On my system on Mac OS X and Linux, this doubled performance!

Mac OS X
  • SDL 1.2 testsprite: 514.22 FPS
  • SDL 1.3 testsprite texture streaming with OpenGL: 1259.62 FPS
  • SDL 1.3 testsprite2 (hardware accelerated):  3865.16 FPS
Linux
  • SDL 1.2 testsprite:  495.48 FPS
  • SDL 1.3 testsprite texture streaming with OpenGL:  1244.55 FPS
  • SDL 1.3 testsprite2 (hardware accelerated):  2556.85 FPS

On my system the Windows performance got worse!

Windows
  • SDL 1.2 testsprite using GDI: 1030.71 FPS
  • SDL 1.3 testsprite using GDI: 1077.81 FPS
  • SDL 1.3 testsprite texture streaming with OpenGL: 623.08 FPS
  • SDL 1.3 testsprite texture streaming with Direct3D: 233.97 FPS
  • SDL 1.3 testsprite2 (hardware accelerated with OpenGL): 3027.26 FPS
  • SDL 1.3 testsprite2 (hardware accelerated with Direct3D): 4259.48 FPS

Clearly the Windows GDI drivers are heavily optimized for 2D performance, but why is the Direct3D streaming performance so poor?

Here's what I'm doing for OpenGL:
  Texture format:  GL_RGBA8, GL_BGRA, GL_UNSIGNED_INT_8_8_8_8_REV
  Texture update:
    glBindTexture()
    glTexSubImage2D()
    glBegin(GL_TRIANGLE_STRIP)
    ...

I'm not doing anything fancy with pixel buffer objects, I'm just making sure that my data is in the optimal format for processing by the OpenGL drivers.

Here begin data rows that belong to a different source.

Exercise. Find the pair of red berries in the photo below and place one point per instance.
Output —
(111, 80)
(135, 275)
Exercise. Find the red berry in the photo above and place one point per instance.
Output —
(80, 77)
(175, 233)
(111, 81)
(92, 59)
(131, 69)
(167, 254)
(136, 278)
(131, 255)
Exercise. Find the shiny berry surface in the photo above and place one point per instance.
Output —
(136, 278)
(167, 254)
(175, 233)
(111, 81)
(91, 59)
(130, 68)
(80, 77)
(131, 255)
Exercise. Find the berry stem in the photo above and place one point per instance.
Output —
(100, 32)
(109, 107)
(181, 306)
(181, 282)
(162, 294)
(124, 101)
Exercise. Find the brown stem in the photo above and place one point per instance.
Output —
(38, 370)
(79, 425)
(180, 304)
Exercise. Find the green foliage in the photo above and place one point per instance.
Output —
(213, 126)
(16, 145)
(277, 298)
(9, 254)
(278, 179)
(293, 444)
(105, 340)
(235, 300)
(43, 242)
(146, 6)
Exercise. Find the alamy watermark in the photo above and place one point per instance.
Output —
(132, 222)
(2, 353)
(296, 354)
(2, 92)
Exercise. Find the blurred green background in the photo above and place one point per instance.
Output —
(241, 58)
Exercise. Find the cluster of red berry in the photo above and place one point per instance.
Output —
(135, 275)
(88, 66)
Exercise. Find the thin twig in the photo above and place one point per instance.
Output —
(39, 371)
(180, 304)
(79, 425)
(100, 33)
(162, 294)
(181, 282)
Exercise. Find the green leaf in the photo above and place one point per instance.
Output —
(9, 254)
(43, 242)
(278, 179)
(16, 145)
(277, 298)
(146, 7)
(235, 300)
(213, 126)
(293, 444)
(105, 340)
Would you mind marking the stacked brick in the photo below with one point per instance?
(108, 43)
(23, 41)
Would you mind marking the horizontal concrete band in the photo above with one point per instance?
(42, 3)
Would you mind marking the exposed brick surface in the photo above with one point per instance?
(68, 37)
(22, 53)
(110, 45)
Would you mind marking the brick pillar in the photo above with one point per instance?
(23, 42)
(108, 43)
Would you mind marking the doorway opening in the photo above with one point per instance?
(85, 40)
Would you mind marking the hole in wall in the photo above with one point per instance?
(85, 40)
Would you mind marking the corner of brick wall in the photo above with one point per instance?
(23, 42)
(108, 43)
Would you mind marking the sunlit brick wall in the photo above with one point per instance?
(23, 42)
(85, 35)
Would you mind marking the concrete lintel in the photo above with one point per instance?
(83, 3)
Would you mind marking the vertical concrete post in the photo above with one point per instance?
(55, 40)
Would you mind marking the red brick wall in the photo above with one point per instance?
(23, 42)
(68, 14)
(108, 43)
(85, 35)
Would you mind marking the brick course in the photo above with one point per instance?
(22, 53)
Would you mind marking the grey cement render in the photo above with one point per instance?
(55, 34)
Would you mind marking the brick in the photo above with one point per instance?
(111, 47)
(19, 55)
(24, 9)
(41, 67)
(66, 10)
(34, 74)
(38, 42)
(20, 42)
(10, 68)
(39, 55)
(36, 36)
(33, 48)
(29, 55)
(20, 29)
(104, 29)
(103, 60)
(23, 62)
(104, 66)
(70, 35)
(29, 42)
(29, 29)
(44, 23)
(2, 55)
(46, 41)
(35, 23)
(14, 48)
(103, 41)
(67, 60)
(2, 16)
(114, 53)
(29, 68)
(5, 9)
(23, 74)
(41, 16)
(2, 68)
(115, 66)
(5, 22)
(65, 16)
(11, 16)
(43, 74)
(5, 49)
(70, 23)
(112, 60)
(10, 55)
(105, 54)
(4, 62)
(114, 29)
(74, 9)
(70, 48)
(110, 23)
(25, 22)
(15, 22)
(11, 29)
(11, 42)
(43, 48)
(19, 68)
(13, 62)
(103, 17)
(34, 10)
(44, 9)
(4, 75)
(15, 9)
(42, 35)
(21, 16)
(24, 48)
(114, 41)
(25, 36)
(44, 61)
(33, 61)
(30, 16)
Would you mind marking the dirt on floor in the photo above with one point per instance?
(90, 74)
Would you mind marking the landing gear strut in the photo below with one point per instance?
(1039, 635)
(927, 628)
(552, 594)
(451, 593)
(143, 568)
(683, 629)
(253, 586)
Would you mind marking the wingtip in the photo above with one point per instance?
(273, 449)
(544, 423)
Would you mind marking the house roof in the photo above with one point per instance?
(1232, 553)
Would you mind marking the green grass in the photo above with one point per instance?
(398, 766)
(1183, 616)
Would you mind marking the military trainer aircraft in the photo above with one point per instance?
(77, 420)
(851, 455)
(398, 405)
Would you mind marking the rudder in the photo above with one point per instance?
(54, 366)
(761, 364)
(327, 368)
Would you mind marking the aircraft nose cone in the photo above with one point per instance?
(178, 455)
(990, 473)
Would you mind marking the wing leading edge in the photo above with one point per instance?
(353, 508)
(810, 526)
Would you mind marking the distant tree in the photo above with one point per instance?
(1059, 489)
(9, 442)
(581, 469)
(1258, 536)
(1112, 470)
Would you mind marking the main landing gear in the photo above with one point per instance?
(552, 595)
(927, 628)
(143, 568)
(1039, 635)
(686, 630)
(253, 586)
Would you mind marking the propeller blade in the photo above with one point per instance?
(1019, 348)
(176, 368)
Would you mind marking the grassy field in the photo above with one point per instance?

Here's what I'm doing for Direct3D:
    Device Setup:
    pparams.BackBufferCount = 1;
    pparams.SwapEffect = D3DSWAPEFFECT_DISCARD;
    pparams.PresentationInterval = D3DPRESENT_INTERVAL_IMMEDIATE;


    Texture create:
    device->CreateTexture(width, height, 1, D3DUSAGE_DYNAMIC, D3DFMT_A8R8G8B8, D3DPOOL_DEFAULT, &texture, NULL);

    Texture update:
    texture->LockRect(0, &locked, NULL, D3DLOCK_DISCARD);
    texture->UnlockRect(0);
    device->DrawPrimitiveUP(D3DPT_TRIANGLEFAN, 2,
 vertices, sizeof(*vertices));

    ...

For those who are curious, the full code can be found here:
http://www.libsdl.org/tmp/SDL-1.3.zip

So... does anyone know how to improve Direct3D texture streaming performance?

Thursday, February 3, 2011

New SDL API changes

I've been quiet the last week working on a massive restructuring of the SDL rendering API.  The result is a simpler, easier to use, and easier to port system.